Beiliegend Kapitel 23.

Und das Postflugzeug nahm Zettel und Kapitel entgegen und händigte die Bestellung der letzten Woche aus (Motueka-Tabak, Blue-Mountain-Kaffeebohnen aus Neuguinea und eine Kiste Honigwein, Marke Havill’s Mazer Mead). Je genauer die Bestellangaben, desto größer die Chance, etwas zu bekommen. Aus unerfindlichen Gründen bekäme man sonst nur Fertigessen und Fertiggetränke. Kein frisches Obst oder Gemüse; kein Fleisch (nicht einmal Salami). Und wenn nichts Geschriebenes die Bestellung begleitete, würde nur eine kleine Schachtel aus recycelbarer Pappe kommen, mit einem Ausrufezeichen aus pāua-Schalen darin. Irgendjemand da draußen besaß Humor. Ich habe nur ein einziges Mal versucht, Kredit zu bekommen, ohne in Wörtern zu bezahlen …

Jedenfalls habe ich damals den ganzen Tag und fast den ganzen Abend lang intensiv geschrieben. Nach zwanzig Stunden am Stück fühlte ich mich wie Märzrogen von Flundern – schwärzlich, leer, sauer. Nur in der Stimmung für eine Flasche Met und dann ins Bett und Bewusstlosigkeit. Ich hatte 47 beendet und den Anfang des tangihanga-Kapitels (nicht das abschließende, wie Sie vielleicht vermuten, sondern den Beginn der zweiten Abteilung) so weit stehen:

Der Sarg begann tatsächlich zu brodeln.

Die starke Mittagssonne, natürlich, und die Tatsache, dass sie ihn erst fanden, als der Fluss ihn nach einer Woche herausrückte: Die Leute vom Leichenschauhaus hatten ihr Bestes getan, aber es genügte offensichtlich nicht, um das Werk der Aale und des Wassers auszugleichen, und es würde ihn auch nicht die ganzen drei Tage lang zusammenhalten können.

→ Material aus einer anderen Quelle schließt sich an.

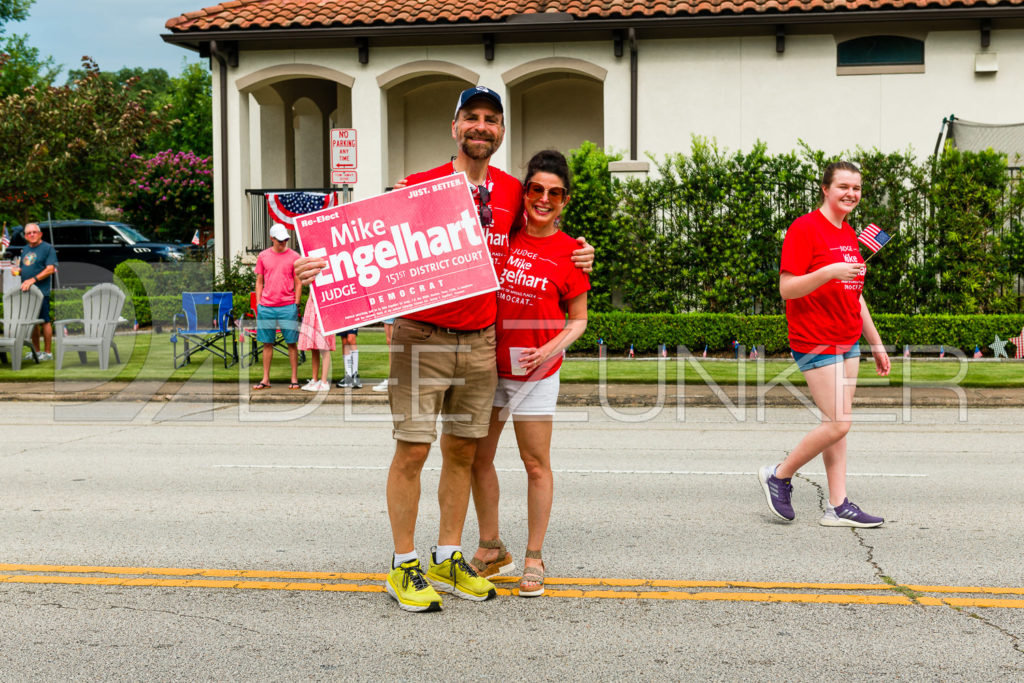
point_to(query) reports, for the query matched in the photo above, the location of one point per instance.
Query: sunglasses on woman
(483, 199)
(536, 190)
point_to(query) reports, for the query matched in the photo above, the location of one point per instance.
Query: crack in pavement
(180, 615)
(879, 571)
(1015, 640)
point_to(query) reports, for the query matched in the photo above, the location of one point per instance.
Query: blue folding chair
(212, 310)
(248, 331)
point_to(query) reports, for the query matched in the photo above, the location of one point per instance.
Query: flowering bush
(168, 197)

Ganz gut für den Anfang, dachte ich, und dann klopft es an der Tür.

»Wer ist da?«

Schweigen.

»Wer ist da?«

Noch mehr Schweigen. Dann das Klopfen, tok-tok-tok BUMM, dreimal mit den Knöcheln und einmal mit der flachen Hand, mein Klopfen, verdammt nochmal (mein Puls fing an zu rasen), aber doppelt so stark.

Scheiß auch auf dich, denke ich, aber es ist der letzte Rest eines harten Tages, und es wäre netter, eine Flasche Met mit einem Gast zu teilen, als sie in verdrossener Einsamkeit zu trinken.

Ich vergewissere mich, dass die abgesägte .410er da ist, funktionsbereit hinter der Tür (ist sie), und die Kriegskeule an der einen Seite wartet (tut sie), und dann schiebe ich den Riegel beiseite.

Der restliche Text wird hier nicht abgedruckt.